Advancing Firmware Customization | LMI Technologies
Advancing Firmware Customization

Today’s 3D sensor market faces a challenge much like the one Apple faced back when consumer hardware devices were “closed” products that came with a fixed set of functions. As history shows, Apple solved this challenge by making a bold and innovative move by introducing the App Store, which provided developers with the free tools and APIs that allowed them to develop and deploy their own applications on the iPhone.

Similarly, when you purchase a standard 3D sensor today, you get a product that can only perform a fixed set of functions. Even if the sensor is equipped with an embedded processor, the code running on that processor cannot be altered by the end user. Only the manufacturer can modify the firmware running in their products.

The Challenges of Firmware Customization Today

The state of the industry today requires customers to develop with an SDK (Software Development Kit) on a PC (if an SDK is available). An SDK will support the receipt of raw data from the sensor, at which point the customer can carry out special application development. There is no way to add custom measurement algorithms for processing onboard a sensor.

An SDK, however, may or may not provide the sensor’s full feature set. For example, the sensor may not be able to deliver data at the same speed that onboard processing can achieve, and as a result performance may suffer when using a PC.

The LMI Solution: GDK

In response to this challenge, LMI developed the GDK (Gocator Development Kit), which allows developers to build custom measurement algorithms and add them to standard Gocator 3D smart sensors.

The GDK delivers the cross-compiler tools and APIs that allow the user to add their own measurement algorithms to Gocator.

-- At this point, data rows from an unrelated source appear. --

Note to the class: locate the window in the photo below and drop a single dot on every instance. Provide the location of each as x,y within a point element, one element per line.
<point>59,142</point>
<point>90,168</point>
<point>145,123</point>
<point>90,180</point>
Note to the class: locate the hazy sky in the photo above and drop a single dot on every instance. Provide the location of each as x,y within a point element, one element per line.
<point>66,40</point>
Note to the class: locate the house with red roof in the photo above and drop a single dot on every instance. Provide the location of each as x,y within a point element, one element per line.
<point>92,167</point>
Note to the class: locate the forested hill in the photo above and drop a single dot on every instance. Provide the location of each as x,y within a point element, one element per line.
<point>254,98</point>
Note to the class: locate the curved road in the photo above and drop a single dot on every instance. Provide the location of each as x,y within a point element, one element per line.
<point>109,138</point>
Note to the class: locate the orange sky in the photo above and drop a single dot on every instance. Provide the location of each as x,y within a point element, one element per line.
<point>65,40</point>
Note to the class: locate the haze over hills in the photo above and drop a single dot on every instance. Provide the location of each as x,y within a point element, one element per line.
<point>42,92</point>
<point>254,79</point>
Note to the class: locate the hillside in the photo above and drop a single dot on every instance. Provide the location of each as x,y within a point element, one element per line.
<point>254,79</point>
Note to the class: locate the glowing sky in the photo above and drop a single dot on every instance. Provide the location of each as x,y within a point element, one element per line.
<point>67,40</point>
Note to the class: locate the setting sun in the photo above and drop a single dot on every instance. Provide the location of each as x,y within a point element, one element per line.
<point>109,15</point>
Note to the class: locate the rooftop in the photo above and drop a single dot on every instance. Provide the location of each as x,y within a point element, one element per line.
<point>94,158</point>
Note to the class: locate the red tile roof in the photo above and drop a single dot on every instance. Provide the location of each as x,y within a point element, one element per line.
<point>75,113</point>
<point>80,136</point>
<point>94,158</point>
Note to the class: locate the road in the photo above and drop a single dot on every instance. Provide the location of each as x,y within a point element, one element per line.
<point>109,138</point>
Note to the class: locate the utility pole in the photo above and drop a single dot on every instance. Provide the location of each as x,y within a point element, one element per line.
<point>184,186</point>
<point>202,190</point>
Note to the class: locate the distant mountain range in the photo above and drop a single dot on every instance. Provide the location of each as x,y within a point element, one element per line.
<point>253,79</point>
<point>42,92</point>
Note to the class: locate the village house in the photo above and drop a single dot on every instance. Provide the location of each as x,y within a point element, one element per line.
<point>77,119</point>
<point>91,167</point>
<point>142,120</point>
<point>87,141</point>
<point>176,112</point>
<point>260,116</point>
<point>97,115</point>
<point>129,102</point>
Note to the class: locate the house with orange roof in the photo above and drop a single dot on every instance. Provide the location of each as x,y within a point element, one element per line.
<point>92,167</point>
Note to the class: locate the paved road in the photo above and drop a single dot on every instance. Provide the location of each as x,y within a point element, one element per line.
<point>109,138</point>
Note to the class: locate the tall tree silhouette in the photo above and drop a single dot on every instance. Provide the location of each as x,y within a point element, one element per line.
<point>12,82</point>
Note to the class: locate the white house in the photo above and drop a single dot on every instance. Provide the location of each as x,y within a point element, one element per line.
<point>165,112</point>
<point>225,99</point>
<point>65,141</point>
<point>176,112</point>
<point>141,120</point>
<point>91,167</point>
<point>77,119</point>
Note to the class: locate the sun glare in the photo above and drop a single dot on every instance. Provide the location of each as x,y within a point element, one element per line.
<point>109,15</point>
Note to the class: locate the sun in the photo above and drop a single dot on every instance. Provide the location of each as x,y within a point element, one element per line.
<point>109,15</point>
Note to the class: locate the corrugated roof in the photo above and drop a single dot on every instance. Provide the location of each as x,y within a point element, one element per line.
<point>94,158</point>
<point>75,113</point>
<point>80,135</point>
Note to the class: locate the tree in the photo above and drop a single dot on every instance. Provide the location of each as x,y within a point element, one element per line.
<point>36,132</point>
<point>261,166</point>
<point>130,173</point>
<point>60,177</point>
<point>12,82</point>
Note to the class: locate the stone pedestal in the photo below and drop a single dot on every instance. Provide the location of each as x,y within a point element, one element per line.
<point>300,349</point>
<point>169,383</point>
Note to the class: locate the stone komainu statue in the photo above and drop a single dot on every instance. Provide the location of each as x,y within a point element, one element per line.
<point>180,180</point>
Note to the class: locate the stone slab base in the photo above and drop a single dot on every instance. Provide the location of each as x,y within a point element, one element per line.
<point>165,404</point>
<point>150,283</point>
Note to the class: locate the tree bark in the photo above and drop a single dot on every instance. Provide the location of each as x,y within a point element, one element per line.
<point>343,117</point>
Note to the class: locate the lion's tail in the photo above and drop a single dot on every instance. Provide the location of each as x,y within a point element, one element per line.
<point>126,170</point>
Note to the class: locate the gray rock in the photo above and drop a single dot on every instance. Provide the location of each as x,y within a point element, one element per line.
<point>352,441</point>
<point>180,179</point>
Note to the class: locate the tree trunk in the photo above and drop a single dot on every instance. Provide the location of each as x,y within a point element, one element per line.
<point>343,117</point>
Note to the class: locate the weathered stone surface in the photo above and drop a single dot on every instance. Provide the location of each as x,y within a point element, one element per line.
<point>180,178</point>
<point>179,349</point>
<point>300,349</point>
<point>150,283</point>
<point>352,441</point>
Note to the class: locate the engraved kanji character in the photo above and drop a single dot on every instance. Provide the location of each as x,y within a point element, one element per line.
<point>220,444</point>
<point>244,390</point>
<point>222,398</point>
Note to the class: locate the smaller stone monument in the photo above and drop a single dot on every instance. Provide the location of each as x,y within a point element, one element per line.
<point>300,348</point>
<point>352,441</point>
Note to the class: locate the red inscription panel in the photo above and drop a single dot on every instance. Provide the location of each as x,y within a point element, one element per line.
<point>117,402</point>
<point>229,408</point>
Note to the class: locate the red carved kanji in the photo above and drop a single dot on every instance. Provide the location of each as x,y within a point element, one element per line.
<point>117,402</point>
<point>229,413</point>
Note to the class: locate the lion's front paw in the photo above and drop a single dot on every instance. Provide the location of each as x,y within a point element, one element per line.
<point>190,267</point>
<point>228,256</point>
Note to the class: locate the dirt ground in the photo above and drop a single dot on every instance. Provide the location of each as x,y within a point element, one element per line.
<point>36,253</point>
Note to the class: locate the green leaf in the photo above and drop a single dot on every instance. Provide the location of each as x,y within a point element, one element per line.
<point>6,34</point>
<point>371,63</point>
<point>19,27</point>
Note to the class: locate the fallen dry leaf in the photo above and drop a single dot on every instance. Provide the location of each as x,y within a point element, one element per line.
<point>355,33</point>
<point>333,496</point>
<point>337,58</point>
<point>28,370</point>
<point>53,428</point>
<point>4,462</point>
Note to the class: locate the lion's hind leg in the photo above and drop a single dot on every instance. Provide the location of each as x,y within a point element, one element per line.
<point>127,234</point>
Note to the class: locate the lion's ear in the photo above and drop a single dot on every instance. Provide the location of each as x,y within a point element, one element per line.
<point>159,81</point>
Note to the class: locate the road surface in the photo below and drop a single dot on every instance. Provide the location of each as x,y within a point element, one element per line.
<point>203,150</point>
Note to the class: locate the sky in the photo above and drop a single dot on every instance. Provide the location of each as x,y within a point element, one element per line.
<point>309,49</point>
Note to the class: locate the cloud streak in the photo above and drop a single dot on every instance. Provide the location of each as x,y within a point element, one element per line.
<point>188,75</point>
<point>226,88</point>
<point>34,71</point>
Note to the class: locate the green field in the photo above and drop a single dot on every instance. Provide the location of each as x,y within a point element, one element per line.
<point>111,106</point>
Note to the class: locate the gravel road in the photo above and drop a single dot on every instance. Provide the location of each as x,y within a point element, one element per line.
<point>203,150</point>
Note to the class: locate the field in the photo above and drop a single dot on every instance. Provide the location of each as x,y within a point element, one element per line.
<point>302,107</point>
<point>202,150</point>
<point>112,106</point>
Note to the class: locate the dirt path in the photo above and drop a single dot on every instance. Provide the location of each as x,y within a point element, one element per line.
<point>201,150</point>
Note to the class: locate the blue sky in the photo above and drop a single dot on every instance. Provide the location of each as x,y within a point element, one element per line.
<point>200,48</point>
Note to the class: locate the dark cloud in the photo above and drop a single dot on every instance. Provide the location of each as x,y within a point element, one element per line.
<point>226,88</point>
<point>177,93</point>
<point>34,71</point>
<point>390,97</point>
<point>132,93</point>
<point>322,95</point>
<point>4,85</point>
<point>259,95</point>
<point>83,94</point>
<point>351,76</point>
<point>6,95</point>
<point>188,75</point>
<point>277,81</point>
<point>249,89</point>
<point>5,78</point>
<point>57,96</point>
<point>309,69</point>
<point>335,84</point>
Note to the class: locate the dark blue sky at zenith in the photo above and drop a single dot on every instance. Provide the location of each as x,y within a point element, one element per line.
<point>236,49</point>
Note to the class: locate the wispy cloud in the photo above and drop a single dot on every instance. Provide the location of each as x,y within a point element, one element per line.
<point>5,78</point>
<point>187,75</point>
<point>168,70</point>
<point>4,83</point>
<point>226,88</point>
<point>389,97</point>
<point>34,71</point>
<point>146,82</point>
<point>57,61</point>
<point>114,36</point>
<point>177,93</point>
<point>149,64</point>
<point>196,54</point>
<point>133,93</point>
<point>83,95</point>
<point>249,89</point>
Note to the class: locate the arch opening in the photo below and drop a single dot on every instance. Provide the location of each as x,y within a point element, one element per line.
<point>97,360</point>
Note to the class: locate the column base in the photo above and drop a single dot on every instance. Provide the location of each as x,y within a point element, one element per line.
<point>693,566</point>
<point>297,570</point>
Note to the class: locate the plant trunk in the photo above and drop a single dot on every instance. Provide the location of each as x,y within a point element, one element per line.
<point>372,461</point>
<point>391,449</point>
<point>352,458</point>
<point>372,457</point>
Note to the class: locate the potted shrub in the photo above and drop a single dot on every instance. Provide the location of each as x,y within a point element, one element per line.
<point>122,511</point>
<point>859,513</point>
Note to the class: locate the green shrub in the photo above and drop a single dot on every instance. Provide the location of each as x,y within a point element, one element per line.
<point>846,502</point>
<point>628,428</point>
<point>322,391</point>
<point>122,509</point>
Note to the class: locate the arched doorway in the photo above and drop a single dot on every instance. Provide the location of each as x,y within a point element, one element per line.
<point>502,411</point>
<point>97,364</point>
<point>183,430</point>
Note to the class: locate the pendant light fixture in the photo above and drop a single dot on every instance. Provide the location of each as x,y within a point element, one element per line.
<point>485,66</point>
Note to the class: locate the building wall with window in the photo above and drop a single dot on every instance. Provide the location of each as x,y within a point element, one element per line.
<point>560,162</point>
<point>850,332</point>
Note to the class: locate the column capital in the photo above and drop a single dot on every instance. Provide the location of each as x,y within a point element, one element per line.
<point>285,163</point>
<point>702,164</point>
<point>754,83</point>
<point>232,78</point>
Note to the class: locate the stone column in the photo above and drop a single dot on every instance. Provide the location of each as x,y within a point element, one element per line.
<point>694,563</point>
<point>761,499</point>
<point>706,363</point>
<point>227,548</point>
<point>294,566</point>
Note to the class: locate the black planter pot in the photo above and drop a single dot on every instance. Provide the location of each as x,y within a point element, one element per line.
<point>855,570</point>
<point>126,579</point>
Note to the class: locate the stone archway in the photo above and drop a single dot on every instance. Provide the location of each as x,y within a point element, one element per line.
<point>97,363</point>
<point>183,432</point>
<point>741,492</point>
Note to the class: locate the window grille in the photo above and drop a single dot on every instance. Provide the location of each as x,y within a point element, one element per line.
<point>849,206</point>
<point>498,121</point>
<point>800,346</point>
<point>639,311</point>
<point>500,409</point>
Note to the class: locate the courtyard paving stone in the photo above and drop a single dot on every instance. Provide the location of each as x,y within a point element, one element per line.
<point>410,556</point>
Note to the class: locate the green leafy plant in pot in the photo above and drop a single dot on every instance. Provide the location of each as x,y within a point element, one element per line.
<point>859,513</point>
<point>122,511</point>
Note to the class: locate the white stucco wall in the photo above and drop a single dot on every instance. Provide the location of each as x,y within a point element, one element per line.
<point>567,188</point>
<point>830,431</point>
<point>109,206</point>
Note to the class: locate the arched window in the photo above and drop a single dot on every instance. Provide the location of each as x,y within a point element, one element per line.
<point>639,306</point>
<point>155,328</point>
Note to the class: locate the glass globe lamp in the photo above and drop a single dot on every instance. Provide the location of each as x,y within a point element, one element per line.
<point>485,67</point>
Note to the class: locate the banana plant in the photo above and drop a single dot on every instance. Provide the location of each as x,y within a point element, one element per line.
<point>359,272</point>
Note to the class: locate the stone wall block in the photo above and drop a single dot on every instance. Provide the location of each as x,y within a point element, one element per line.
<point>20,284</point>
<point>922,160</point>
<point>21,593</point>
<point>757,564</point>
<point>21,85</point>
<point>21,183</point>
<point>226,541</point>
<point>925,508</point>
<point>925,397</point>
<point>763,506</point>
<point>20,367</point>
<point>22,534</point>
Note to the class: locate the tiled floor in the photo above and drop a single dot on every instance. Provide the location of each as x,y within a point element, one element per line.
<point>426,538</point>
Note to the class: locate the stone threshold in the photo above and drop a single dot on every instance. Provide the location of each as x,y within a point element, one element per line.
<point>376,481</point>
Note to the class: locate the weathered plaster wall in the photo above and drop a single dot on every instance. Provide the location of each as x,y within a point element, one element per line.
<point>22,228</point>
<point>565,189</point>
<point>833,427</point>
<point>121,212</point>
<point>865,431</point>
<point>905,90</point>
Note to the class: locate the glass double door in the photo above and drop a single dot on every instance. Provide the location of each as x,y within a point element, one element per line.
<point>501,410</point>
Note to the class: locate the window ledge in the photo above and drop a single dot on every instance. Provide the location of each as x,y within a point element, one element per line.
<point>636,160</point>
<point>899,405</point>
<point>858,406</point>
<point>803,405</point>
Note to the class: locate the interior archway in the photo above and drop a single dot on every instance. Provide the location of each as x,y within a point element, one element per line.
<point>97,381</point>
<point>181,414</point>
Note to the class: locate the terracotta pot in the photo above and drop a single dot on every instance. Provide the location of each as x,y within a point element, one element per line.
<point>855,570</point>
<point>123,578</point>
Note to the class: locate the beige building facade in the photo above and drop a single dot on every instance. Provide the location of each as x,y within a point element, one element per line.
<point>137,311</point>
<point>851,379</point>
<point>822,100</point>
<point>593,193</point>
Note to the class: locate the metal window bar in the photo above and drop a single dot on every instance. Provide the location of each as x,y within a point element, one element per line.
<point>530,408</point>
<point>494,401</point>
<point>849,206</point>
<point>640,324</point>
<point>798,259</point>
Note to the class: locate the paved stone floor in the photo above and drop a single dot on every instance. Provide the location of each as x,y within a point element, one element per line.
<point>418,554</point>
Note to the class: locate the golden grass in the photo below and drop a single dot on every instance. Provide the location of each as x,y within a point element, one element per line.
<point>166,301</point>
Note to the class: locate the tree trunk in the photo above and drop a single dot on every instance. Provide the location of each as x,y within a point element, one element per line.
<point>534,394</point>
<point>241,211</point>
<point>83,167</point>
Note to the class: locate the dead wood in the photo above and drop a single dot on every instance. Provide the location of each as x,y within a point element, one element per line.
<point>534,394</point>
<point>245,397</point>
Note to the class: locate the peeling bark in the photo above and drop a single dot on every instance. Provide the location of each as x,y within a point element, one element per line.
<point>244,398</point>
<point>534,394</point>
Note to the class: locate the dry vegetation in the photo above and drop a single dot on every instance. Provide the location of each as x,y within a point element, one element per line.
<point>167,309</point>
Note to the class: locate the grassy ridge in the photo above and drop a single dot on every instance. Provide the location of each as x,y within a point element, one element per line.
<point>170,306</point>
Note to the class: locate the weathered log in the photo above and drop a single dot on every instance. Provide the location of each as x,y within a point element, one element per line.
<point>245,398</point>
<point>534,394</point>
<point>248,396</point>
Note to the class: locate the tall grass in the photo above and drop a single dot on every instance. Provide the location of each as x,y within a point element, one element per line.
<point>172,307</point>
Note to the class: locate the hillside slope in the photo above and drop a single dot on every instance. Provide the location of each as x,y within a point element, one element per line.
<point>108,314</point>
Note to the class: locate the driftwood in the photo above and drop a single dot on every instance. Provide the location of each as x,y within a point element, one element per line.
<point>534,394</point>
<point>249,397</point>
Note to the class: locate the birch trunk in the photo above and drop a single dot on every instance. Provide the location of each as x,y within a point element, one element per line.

With this tool, the user’s code is combined with the base firmware to produce a custom firmware that only customers can install and deploy.

GDK used for custom measurement algorithms

Custom measurement algorithms are compiled into Gocator Firmware using the GDK.

The GDK achieves two important goals by allowing the customer to:

  1. Develop code that runs in the sensor on a deterministic real-time OS without the need to add a PC, and;

  2. Control access to their IP. A standard Gocator will not work without the custom firmware, which only the customer can use to reflash a standard Gocator to create custom Gocators that will do the job.

The GDK is available, at no charge, to anyone who owns a Gocator 3D smart sensor and is running Gocator Firmware 4.x.